Another statement that must be a parody of the game's content, because there is not a single moment in the game where people are sodomized, perform sodomy, commit rape, or otherwise violate other NPCs (for the Mr. McCulloughs out there, NPC is short for non-playable character, which the entire game is comprised of, debunking your other lie that the game is played "over the net") with the push of ANY button. Yet in Mr. McCullough's version of Mass Effect that he received (because he certainly must have educated himself on the product he is critiquing by actually playing the game, right?), NPCs are "Barbie streetwalkers" who, upon my button taps, become my intergalatic concubines.
I want this version that he got, because it sounds much more fun than the version I got.
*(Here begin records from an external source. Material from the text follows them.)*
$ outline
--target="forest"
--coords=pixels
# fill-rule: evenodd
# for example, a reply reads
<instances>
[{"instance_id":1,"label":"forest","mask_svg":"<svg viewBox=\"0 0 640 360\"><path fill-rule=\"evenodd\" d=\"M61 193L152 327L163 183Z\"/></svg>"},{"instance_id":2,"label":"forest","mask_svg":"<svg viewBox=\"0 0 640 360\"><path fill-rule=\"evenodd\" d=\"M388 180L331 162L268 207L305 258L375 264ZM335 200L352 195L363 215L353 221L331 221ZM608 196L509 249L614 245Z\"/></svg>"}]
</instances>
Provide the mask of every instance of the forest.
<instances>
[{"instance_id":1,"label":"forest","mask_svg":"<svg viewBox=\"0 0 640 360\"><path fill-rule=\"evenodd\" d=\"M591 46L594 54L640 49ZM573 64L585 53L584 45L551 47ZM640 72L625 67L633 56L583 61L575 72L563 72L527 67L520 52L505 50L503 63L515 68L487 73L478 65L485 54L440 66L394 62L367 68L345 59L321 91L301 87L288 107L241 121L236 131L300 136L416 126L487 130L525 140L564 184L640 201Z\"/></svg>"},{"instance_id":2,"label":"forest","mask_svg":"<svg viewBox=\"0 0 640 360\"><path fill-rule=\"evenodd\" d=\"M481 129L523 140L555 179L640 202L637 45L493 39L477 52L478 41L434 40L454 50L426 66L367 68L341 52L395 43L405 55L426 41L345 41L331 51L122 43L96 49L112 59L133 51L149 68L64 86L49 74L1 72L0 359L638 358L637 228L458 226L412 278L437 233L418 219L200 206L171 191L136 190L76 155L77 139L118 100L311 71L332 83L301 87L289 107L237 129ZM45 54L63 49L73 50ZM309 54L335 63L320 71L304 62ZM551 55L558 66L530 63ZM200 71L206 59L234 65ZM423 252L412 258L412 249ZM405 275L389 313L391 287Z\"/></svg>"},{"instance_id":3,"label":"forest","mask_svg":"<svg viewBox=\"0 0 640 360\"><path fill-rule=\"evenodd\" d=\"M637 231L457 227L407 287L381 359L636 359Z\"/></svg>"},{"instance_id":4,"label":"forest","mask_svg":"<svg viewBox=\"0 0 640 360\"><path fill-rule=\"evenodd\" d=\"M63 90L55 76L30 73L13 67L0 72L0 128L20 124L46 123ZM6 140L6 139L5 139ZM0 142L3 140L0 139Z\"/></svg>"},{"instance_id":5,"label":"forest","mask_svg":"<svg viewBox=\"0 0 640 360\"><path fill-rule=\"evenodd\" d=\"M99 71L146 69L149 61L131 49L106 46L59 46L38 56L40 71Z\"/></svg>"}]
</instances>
I do love my version immensely, but one has to admit - his sounds much more interesting.
Read the rest of his entry for the remaining hilarious comedy. There simply is too much to list here.
But what is his point, really? In the middle of his "interpretation" of Mass Effect is a slanted message describing the depths of virtual depravity that America's youth have descended into, with technology being a primary contributor. Now, I am not in the business of preaching morality to the masses (and for the record, I am a Christian), but Mr. McCullough seems to want to argue for government's intervention in a grand effort to "save the children". Again, I will not argue why it is the parent's responsibility to monitor their child's behavior, or the fact that the back of the Mass Effect box has "Mature 17+" on it, or the fact that I now regularly get carded in GameStop when I buy an accessory with a Mature rated game's main character on it. It's the same tired argument fanatics like Jack Thompson like to make, eschewing the more practical, logical suggestion that (gasp!) parents actually participate in the lives of their children!
But in the end, it is easy to see that Mr. McCullough's main goal was simply to drive some traffic to TownHall.com by using egregious lies, truth-stretching, and the latest in conservative buzzwords. He got his traffic. Unfortunately its the wrong kind, because as people who have an ear to the gaming community, we know the extent to which Mr. McCullough fabricates the game's content to prove a point. The average visitor to TH probably does not, althoug here's to hoping that one of them reads the blog comments.
Well done, Mr. McCullough! I can't wait to see your next act.